Department of Biostatistics, Epidemiology, and Informatics, University of Pennsylvania Perelman School of Medicine, 219 Blockley Hall, 423 Guardian Drive, Philadelphia, PA, 19104, USA.
Unit for Experimental Psychiatry, Division of Sleep and Chronobiology, Department of Psychiatry, University of Pennsylvania Perelman School of Medicine, 423 Guardian Drive, Philadelphia, PA, 19104, USA.
Sci Rep. 2022 Jun 30;12(1):11032. doi: 10.1038/s41598-022-14456-8.
During spaceflight, astronauts face a unique set of stressors, including microgravity, isolation, and confinement, as well as environmental and operational hazards. These factors can negatively impact sleep, alertness, and neurobehavioral performance, all of which are critical to mission success. In this paper, we predict neurobehavioral performance over the course of a 6-month mission aboard the International Space Station (ISS), using ISS environmental data as well as self-reported and cognitive data collected longitudinally from 24 astronauts. Neurobehavioral performance was repeatedly assessed via a 3-min Psychomotor Vigilance Test (PVT-B) that is highly sensitive to the effects of sleep deprivation. To relate PVT-B performance to time-varying and discordantly-measured environmental, operational, and psychological covariates, we propose an ensemble prediction model comprising of linear mixed effects, random forest, and functional concurrent models. An extensive cross-validation procedure reveals that this ensemble outperforms any one of its components alone. We also identify the most important predictors of PVT-B performance, which include an individual's previous PVT-B performance, reported fatigue and stress, and temperature and radiation dose. This method is broadly applicable to settings where the main goal is accurate, individualized prediction of human behavior involving a mixture of person-level traits and irregularly measured time series.

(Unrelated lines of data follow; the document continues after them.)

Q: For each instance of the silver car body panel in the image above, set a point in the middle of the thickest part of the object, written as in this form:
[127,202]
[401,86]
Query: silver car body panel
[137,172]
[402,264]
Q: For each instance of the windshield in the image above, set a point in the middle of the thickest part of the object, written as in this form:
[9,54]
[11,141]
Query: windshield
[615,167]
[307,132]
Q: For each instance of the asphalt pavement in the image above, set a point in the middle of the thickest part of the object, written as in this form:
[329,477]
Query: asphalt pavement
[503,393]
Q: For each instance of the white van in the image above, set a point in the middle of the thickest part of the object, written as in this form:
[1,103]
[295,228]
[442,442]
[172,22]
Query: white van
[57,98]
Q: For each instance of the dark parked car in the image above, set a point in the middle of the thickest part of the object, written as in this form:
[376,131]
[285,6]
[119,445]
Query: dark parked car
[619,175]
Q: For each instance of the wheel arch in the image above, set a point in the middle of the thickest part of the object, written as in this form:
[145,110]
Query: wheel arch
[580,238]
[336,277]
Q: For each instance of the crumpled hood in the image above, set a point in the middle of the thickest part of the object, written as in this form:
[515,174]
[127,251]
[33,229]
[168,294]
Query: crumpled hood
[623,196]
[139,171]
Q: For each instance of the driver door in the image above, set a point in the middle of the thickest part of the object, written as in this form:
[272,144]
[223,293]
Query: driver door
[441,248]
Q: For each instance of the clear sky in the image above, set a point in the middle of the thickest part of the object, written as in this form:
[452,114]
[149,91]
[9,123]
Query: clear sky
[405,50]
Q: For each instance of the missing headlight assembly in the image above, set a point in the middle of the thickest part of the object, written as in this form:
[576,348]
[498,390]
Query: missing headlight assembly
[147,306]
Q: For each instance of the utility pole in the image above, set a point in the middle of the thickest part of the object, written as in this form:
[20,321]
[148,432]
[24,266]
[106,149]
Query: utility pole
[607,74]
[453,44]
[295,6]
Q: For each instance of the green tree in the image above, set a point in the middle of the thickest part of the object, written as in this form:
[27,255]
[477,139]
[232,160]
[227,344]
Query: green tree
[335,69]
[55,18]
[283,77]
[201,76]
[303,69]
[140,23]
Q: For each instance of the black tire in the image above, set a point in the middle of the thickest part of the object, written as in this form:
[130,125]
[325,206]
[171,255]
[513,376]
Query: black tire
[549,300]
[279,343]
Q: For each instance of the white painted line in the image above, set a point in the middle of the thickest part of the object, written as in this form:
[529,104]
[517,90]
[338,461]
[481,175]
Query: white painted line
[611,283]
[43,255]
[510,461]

在航天飞行中,宇航员面临着一系列独特的压力源,包括微重力、隔离和禁闭,以及环境和操作危险。这些因素会对睡眠、警觉性和神经行为表现产生负面影响,而这些都是任务成功的关键。在本文中,我们使用国际空间站(ISS)的环境数据以及从 24 名宇航员那里纵向收集的自我报告和认知数据,预测在为期 6 个月的 ISS 任务期间的神经行为表现。通过高度敏感于睡眠剥夺影响的 3 分钟精神运动警觉性测试(PVT-B),我们反复评估神经行为表现。为了将 PVT-B 表现与随时间变化和测量不一致的环境、操作和心理协变量相关联,我们提出了一个由线性混合效应、随机森林和功能同期模型组成的集成预测模型。广泛的交叉验证过程表明,该集成模型优于其任何一个单独的组件。我们还确定了 PVT-B 表现的最重要预测因素,包括个体以前的 PVT-B 表现、报告的疲劳和压力以及温度和辐射剂量。这种方法广泛适用于主要目标是涉及个体特征和不规则测量时间序列的混合的准确、个体化人类行为预测的情况。